La melodía de un nuevo amor.

Capítulo 47

Nunca olvidaré aquel sábado gris de Inverness. Había terminado de revisar unos informes en la consulta y decidí pasar por la biblioteca antes de volver a casa. Lloviznaba, como casi siempre, pero la lluvia en Escocia tiene algo distinto… no molesta, más bien acaricia.

Allí estaba él, como de costumbre, en la misma mesa junto al ventanal que daba al río. James levantó la vista del libro, sonrió con esa calma suya y me saludó con un gesto de cabeza. Era una rutina que, sin querer, se había vuelto necesaria.

Aquel día, antes de salir, se acercó. Llevaba un libro en la mano —uno de esos de portada desgastada— y con una voz tranquila me dijo:

—Creo que te gustará este.
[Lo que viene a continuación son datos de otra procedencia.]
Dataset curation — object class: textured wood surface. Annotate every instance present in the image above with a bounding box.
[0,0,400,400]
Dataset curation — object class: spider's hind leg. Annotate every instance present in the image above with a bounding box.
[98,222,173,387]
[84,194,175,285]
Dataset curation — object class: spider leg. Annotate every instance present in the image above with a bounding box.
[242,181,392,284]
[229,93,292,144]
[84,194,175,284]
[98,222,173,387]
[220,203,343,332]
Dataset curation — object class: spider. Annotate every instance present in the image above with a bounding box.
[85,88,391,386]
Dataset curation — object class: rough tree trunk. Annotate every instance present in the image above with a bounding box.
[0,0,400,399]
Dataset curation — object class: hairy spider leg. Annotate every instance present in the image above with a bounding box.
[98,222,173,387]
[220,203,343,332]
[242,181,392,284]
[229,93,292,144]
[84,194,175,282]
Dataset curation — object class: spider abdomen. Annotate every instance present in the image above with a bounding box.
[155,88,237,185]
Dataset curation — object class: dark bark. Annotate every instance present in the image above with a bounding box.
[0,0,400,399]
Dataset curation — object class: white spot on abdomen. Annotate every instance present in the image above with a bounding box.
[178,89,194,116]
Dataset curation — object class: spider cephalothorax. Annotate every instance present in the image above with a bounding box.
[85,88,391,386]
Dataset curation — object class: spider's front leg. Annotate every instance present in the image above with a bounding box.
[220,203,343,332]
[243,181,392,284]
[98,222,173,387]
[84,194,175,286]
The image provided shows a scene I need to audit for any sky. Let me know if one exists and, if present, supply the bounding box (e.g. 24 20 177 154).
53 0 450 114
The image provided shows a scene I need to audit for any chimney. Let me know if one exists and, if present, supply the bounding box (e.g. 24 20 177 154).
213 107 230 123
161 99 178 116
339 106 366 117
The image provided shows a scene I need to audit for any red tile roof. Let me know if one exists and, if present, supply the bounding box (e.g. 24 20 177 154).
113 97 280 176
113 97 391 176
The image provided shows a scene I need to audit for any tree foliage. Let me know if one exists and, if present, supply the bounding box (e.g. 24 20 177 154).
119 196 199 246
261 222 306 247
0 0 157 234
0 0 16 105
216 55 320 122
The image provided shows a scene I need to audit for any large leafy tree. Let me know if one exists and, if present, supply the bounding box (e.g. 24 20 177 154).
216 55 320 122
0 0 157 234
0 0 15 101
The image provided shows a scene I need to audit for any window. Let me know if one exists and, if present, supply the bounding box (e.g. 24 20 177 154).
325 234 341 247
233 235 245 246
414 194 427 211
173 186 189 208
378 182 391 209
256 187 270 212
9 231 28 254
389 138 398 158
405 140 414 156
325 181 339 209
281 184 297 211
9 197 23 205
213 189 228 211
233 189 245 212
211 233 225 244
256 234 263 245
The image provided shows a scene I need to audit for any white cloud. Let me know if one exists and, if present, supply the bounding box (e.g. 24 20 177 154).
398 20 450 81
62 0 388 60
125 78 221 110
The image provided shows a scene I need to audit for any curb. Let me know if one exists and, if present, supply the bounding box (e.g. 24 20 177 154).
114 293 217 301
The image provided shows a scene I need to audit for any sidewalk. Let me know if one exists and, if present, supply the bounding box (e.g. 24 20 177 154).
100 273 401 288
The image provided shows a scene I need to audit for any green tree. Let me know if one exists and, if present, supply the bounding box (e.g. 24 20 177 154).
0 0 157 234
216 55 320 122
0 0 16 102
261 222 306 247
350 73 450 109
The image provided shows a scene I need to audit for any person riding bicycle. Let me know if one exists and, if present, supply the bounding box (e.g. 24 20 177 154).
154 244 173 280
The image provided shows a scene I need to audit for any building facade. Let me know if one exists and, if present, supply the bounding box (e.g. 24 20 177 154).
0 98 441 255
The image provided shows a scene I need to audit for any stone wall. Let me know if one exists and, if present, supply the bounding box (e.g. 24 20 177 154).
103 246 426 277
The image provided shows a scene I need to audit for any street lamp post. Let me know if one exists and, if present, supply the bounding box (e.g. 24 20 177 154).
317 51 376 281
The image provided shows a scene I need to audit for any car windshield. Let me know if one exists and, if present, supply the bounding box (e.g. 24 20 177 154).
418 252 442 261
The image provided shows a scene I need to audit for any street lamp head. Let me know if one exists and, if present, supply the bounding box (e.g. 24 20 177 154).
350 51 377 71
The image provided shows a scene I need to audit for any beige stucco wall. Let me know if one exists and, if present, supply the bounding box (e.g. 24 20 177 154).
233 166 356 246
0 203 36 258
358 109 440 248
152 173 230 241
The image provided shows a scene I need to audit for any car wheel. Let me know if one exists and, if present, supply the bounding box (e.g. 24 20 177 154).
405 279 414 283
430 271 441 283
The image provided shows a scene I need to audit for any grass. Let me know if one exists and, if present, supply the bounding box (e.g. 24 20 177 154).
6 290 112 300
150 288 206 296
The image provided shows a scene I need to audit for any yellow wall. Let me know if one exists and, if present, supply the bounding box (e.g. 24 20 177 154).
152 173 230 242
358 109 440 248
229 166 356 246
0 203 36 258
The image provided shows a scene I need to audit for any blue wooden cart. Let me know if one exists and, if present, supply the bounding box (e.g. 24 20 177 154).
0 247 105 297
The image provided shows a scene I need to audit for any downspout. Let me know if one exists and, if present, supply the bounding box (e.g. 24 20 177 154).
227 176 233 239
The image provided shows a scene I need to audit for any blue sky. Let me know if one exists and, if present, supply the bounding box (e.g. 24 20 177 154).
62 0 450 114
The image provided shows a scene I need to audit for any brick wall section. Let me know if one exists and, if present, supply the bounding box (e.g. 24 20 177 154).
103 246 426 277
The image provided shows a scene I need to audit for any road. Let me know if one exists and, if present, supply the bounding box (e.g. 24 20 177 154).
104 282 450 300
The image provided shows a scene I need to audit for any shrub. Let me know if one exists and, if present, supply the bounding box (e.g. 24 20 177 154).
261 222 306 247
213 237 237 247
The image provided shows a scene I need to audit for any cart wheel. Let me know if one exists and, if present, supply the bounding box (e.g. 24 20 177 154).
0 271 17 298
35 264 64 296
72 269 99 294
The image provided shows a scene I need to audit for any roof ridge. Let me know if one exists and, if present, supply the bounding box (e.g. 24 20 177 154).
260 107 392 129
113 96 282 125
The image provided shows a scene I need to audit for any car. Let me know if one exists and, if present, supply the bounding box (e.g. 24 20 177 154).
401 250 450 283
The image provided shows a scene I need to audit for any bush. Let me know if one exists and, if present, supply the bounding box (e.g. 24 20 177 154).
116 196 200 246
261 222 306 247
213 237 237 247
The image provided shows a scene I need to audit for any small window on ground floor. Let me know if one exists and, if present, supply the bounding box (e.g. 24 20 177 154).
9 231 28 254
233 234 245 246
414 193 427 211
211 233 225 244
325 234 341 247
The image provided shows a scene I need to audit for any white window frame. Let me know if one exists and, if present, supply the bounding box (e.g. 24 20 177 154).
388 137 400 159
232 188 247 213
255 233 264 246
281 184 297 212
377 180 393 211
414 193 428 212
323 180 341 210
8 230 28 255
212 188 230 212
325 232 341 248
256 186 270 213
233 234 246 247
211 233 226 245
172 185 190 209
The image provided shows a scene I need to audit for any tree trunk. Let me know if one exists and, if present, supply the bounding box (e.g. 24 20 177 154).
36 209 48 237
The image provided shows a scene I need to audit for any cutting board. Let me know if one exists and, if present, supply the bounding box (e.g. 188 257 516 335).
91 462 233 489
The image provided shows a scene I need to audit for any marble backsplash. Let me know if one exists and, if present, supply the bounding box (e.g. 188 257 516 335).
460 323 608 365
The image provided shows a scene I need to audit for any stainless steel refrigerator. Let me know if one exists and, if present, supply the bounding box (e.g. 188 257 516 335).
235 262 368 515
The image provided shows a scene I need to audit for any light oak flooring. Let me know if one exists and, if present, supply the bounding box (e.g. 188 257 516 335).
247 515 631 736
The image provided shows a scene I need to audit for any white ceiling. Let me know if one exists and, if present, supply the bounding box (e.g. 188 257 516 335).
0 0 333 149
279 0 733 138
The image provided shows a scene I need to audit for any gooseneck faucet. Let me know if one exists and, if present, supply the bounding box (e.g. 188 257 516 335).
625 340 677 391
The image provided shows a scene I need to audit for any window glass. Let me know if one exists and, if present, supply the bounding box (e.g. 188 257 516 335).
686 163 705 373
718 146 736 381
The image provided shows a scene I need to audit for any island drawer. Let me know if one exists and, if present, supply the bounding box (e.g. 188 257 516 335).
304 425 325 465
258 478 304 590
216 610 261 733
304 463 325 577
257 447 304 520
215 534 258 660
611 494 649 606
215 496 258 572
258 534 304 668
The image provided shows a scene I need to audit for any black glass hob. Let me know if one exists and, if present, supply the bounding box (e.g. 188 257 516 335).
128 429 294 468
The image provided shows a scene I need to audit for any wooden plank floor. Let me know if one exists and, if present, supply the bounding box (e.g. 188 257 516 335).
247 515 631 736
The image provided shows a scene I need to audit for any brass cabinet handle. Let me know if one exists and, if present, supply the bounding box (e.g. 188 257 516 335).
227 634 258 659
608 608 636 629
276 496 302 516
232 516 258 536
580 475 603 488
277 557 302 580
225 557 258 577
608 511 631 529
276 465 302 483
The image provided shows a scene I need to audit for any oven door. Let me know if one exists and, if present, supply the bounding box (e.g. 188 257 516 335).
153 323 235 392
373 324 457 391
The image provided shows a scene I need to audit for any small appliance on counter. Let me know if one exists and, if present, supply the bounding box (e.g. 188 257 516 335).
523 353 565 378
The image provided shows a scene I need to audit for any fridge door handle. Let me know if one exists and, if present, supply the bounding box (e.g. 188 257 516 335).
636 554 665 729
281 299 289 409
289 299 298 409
Habla de segundas oportunidades… y de cómo a veces los nuevos comienzos llegan cuando menos los esperamos.

Lo miré sorprendida.

—¿Me lo recomiendas o es una indirecta? —le dije con una sonrisa tímida.

—Ambas cosas —respondió, riendo suavemente—. Pero puedo explicarte mejor si me acompañas a tomar un café.

Acepté sin pensarlo demasiado. Caminamos por las calles empedradas de Inverness, envueltas en ese aire frío que corta la respiración, hasta llegar a un pequeño café con vistas al río Ness. El lugar olía a café recién molido y a madera húmeda; en las paredes colgaban fotografías antiguas de la ciudad.

—Vine aquí por primera vez con mi padre —me contó James mientras miraba por la ventana—. Murió hace cinco años, y desde entonces, vengo de vez en cuando. Es como una forma de seguir hablando con él.

Lo escuché en silencio. No necesitaba decir mucho; su voz transmitía una mezcla de melancolía y fortaleza.

—A veces no hace falta hablar —le dije—. Hay lugares que nos escuchan sin pedir explicación.

Asintió, mirándome con esos ojos claros que parecían ver más allá de lo evidente. Durante unos segundos, el tiempo se detuvo. No fue incómodo; fue… sereno.

Me preguntó por mi vida, y por primera vez en mucho tiempo, no sentí miedo de contar. Le hablé de mis hijas, del motivo que me trajo a Escocia, del deseo de empezar de nuevo. No entré en detalles sobre David ni en el dolor que dejé atrás, pero James pareció entenderlo sin necesidad de palabras.

—Has pasado por mucho —dijo con voz baja—. Pero mírate ahora, estás aquí, en un país nuevo, criando a tus hijas, trabajando en lo que te gusta… Eso dice mucho de ti.

Sus palabras me desarmaron. Hacía años que nadie me hablaba con tanta sinceridad, sin juzgarme ni compadecerme.

Salimos del café y caminamos junto al río. El sol comenzaba a ocultarse entre las nubes, tiñendo el agua de tonos dorados. Las luces del puente reflejaban destellos sobre la superficie, y por primera vez en mucho tiempo, sentí paz.

—Inverness tiene algo especial —dije observando el paisaje—. Es tranquila, pero al mismo tiempo… parece que guarda historias.

—Quizá porque todos los que vivimos aquí traemos la nuestra —contestó él—. Y este lugar nos enseña a hacer las paces con ellas.

Nos quedamos en silencio, mirando el río. No había prisa. No había miedo. Solo el murmullo del agua y el viento moviendo las hojas.

Cuando me despedí, James me acompañó hasta la esquina donde empezaba mi calle.

—¿Vendrás a la biblioteca el próximo sábado? —preguntó.

—Si no llueve tanto, sí —le respondí sonriendo.

—En Escocia siempre llueve, Nuria —dijo riendo—. Así que no tienes excusa.

Nos despedimos con una sonrisa. Mientras lo veía alejarse, supe que algo en mí había cambiado. No era amor todavía, era esperanza. Y después de tanto tiempo, eso ya era mucho.

Aquella noche, mientras mis hijas dormían, me quedé mirando por la ventana. Afuera llovía, y por primera vez en años, el sonido de la lluvia no me entristeció. Pensé en James, en su calma, en su forma de mirar el mundo… y en lo bien que se sentía volver a creer que, tal vez, la vida todavía tenía algo hermoso reservado para mí.